Monday, January 10, 2011


So how do you start a novel, people ask me, and it's hard to know where to start, because I've usually forgotten by the time they ask. As I say, I've only written five books, so - as Madonna used to say - I still feel something of a virgin.

But here I am, with the proofs of Shieldwall on one side of the desk, and the beginning notes for the sequel on the other side. So, as I'm here and the moment is still vivid, I thought I'd pull out a ball of wool.

At the moment I'm reading Antonia Fraser's biography of Charles II. Why might you ask? Well, I'm looking for insights into the character and lifestyle of Edward the Confessor - who is a central figure in the story of 1066.

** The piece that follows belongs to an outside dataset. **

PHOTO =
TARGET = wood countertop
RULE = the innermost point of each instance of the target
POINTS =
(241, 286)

The Normans portrayed him as Edward the Confessor, a saintly figure, who gave his saintly blessing on the Norman take over of England. This of course strengthened their position. BUt no contemporary source says anything about his religiousity. Yes, he finished Westminster Abbey, but then it was practically compulsory for rich magnates to found or endow religious institutions. In fact, the only comments we have about his character mention his love of hunting (like Charles II) and his fiery temper. And these are more interesting than a saintly man with a long white beard.

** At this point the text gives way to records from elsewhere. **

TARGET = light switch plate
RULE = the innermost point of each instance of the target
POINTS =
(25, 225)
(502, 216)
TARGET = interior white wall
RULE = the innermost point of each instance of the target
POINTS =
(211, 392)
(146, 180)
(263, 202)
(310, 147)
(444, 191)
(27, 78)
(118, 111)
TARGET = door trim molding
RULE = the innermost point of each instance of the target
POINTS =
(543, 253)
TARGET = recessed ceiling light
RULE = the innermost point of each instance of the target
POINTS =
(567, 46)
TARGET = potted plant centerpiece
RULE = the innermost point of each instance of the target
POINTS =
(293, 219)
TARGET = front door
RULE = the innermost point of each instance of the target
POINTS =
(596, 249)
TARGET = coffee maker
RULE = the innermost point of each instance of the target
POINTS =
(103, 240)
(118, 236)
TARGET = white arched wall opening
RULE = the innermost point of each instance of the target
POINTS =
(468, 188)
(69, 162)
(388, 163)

He and Charles suffered similar fates. Growing into a time of turmoil. Exile whilst still a child, or at least before adulthood. Coming to adulthood across the channel in France, and returning to England as a unifying king in thier thirties. And both ended up heirless.

So I'm reading this book - a very fine tome from my old publishers, Weidenfeld and Nicolson - and making notes on the character of Edward the Confessor.

When you know the character of the major characters, then you can see the conflicts between them. And bingo!